4. Lack of money. There are as many extremely poor couples that are happy and in love, as there are rich people. Having money or not having money does not equate love. Their marriage is based on trust and respect. They consult each other regarding monetary issues and live within their means.

Once couples begin arguing about money, they enter into a cycle of blaming each other for their problems. Money problems may arise because of a job loss, medical bills, gambling or unwise spending. Neither the husband nor the wife takes on the responsibility to look the problem squarely in the eye and determine ways to correct it. 

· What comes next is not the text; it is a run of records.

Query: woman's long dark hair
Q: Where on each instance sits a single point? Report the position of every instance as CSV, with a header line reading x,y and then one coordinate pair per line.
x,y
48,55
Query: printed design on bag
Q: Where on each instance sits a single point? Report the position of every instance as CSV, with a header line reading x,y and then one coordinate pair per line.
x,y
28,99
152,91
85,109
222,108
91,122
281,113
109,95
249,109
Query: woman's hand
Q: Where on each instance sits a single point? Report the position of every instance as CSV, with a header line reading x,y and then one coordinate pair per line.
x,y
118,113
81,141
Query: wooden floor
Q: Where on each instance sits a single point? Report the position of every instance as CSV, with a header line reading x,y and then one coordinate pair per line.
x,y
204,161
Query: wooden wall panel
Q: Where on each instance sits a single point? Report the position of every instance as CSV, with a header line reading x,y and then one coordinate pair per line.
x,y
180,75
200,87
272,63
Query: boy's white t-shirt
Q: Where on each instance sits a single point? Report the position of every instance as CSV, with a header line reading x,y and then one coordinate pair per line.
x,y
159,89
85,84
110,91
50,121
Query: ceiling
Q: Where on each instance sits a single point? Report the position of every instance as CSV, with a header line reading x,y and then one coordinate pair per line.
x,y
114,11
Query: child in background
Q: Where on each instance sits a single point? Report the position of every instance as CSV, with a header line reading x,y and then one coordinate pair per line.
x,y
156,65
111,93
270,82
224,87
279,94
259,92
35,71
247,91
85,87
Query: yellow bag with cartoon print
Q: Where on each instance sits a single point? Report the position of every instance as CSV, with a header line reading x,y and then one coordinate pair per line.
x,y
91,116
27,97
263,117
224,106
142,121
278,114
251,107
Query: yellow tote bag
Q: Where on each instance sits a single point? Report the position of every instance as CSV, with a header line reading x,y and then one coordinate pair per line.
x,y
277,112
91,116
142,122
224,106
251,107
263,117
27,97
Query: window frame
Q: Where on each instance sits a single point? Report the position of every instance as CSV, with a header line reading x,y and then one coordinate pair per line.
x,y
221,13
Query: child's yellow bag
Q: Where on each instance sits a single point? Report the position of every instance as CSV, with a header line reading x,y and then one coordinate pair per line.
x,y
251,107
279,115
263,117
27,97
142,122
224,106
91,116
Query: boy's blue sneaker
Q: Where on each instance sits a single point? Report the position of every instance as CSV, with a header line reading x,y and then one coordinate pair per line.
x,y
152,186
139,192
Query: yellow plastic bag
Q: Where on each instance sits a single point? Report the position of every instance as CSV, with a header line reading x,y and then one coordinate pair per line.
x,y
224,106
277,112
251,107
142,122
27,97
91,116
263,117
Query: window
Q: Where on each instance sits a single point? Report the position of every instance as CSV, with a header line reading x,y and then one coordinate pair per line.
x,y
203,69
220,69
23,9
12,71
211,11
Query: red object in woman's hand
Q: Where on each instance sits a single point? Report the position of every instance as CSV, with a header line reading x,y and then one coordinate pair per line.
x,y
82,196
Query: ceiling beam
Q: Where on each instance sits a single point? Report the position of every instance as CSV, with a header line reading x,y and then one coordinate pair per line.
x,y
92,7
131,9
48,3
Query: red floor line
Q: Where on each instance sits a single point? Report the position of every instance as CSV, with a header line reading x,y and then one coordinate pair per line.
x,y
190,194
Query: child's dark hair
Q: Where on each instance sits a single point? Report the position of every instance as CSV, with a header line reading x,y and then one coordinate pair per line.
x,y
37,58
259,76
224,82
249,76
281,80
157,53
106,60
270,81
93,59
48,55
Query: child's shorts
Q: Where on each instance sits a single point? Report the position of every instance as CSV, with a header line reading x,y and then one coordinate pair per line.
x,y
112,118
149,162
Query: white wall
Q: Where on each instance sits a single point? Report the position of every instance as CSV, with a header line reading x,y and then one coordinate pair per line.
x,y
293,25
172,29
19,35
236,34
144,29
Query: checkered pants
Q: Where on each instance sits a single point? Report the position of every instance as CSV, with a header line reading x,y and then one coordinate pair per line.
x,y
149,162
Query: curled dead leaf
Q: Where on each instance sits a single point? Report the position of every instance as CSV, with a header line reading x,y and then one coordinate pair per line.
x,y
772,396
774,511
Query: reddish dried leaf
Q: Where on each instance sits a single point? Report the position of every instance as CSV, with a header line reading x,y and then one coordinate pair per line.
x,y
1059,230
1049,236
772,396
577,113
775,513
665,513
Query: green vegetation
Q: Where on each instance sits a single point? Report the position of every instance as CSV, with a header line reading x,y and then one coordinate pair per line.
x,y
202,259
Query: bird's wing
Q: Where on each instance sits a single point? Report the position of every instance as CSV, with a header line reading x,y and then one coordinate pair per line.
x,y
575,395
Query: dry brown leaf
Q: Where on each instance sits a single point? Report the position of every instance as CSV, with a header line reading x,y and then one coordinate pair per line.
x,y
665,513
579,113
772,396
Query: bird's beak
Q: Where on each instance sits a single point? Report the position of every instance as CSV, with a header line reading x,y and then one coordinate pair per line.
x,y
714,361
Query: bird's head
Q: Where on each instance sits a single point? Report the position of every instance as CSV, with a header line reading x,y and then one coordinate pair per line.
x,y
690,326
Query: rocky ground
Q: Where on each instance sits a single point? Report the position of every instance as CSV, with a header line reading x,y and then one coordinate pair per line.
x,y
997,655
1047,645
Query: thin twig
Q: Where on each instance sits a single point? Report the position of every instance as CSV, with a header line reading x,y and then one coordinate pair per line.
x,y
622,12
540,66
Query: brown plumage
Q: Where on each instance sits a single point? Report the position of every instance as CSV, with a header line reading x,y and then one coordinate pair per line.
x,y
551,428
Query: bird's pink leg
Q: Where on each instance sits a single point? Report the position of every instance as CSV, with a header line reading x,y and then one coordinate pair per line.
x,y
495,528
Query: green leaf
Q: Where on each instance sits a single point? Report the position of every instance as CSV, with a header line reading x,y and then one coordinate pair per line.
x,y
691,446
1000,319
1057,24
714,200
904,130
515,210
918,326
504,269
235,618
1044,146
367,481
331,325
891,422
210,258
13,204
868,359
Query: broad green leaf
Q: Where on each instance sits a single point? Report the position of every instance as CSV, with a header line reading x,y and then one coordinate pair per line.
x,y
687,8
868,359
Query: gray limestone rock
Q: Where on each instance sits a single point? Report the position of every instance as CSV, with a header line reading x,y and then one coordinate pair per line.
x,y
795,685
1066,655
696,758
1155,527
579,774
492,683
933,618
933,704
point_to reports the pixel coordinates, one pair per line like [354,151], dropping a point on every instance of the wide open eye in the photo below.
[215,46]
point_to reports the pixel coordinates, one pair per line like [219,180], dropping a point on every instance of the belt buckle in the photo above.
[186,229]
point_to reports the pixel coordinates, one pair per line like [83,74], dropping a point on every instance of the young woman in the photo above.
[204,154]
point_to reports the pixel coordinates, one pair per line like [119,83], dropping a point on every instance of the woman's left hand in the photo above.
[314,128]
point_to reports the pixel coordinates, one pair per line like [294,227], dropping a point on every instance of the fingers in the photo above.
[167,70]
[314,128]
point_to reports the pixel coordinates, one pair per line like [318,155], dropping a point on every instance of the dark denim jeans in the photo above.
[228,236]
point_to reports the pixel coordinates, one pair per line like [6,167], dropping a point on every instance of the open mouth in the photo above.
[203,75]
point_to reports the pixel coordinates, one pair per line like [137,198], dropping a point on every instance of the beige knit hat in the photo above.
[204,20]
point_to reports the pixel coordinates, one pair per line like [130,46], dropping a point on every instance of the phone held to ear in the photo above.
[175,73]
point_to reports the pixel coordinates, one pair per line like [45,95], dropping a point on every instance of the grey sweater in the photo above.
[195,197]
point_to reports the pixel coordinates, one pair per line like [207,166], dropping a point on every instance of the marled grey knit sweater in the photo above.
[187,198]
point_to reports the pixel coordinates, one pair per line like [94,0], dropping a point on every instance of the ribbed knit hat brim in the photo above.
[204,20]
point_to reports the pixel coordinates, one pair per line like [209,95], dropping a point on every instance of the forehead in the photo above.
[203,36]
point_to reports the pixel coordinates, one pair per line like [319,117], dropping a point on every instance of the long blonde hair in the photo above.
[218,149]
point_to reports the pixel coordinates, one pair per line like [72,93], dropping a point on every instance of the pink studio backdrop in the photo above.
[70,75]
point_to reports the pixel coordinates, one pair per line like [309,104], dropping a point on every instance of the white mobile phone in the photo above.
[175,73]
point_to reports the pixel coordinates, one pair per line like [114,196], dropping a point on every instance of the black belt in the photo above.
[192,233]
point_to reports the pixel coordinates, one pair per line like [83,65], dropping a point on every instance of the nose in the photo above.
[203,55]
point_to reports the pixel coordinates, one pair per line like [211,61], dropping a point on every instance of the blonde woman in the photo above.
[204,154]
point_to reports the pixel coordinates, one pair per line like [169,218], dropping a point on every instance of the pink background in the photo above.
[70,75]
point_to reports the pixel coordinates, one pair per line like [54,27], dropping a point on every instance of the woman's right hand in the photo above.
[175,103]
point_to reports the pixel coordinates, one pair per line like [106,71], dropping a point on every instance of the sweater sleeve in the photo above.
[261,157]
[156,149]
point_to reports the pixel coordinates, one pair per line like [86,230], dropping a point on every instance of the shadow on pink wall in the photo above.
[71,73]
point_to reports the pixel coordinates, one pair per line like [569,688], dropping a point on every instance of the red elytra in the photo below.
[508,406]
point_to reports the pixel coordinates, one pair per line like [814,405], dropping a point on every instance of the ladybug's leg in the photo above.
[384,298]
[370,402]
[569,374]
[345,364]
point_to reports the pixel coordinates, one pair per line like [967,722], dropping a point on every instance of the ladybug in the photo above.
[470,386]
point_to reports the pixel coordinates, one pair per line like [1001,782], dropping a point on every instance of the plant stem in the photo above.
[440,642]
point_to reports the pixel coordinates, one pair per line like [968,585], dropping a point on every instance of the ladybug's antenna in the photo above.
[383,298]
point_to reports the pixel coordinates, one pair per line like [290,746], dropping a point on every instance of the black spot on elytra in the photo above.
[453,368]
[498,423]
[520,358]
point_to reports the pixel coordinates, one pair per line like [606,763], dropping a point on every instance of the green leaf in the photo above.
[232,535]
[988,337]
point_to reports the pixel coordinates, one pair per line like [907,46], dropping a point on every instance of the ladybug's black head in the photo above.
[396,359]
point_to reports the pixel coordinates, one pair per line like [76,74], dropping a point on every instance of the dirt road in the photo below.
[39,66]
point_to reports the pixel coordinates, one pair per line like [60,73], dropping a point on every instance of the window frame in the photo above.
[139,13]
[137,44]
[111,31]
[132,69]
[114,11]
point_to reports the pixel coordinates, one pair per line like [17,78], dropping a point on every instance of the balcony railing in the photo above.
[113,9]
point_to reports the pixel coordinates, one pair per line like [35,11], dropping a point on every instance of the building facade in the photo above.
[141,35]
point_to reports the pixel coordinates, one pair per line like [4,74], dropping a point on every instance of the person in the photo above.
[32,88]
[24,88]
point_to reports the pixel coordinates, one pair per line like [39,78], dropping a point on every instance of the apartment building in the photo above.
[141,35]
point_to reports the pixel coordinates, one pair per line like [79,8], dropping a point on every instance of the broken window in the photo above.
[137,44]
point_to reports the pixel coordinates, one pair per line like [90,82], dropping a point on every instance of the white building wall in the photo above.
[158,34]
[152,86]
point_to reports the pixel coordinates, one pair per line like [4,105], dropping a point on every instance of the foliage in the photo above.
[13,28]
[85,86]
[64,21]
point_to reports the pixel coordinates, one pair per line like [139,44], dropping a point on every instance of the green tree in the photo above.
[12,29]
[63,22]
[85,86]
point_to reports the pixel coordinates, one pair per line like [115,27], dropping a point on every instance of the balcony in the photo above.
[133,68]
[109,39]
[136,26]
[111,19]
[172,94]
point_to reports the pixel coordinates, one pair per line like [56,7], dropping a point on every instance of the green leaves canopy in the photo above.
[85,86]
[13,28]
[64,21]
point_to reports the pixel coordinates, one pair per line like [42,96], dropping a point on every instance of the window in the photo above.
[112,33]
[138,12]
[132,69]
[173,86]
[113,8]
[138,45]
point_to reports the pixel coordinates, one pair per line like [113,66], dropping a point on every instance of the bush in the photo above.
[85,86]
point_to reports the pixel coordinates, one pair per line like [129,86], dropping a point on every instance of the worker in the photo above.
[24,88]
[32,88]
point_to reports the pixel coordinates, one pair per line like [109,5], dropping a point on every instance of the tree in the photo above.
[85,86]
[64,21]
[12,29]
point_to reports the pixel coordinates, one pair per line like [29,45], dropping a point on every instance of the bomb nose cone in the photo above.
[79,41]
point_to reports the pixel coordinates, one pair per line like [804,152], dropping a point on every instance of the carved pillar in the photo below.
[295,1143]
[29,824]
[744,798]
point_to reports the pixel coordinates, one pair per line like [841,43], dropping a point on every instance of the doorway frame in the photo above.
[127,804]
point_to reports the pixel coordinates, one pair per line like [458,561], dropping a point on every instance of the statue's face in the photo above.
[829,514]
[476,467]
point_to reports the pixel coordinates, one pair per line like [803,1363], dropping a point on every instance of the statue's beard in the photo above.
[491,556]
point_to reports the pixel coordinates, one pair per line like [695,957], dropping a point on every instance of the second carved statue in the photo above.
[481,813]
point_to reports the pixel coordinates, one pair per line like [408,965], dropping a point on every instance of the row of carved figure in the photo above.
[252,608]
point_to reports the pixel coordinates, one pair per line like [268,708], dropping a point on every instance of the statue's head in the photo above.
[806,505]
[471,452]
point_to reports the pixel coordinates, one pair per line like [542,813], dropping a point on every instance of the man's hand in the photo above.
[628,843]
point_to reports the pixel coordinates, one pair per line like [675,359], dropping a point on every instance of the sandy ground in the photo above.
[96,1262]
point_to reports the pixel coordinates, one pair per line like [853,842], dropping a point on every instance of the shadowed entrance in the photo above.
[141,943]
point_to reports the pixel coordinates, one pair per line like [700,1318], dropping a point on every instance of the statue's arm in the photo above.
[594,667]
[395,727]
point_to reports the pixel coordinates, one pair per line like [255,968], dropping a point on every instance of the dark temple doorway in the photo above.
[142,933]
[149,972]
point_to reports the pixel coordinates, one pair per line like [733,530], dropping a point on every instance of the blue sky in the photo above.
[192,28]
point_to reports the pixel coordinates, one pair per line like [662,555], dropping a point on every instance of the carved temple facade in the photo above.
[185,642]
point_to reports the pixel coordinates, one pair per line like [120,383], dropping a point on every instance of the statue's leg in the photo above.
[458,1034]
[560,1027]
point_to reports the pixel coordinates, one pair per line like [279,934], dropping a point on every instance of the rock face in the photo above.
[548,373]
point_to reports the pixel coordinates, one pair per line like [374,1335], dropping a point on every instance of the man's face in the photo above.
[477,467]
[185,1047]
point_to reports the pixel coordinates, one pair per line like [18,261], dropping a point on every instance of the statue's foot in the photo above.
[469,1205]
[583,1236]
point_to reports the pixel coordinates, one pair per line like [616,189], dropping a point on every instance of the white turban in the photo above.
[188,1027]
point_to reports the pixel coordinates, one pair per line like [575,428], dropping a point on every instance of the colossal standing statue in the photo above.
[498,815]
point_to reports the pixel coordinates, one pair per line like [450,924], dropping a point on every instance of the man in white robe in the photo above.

Bankruptcy attorneys often report that they will see couples on the verge of divorce at the beginning of the process who often reconcile once the bankruptcy is over and the burden of debt is lifted. However, it is unknown how many couples continue to blame each other and eventually get divorced.

5. Lack of respect. Happy couples respect one another's differences. They trust one another's opinions and are able to sit down and discuss their differences without blame or accusations. To disrespect your spouse devalues him as a human being. When you disrespect yourself, you continue to allow other people to disrespect you.

Disrespect can arise in situations of verbal or physical abuse. People with addictions are often self-absorbed and disrespect those closest to them.

It is possible to save your marriage even if you are beginning to experience insurmountable marital problems. To do this, you must begin to work on the only thing that you have the capability of changing: your own attitude, actions and beliefs. On the other hand, if you have decided that divorce is the answer, you will want to contact an attorney to understand all of your legal rights and find a good support group consisting of family, friends and a divorce coach.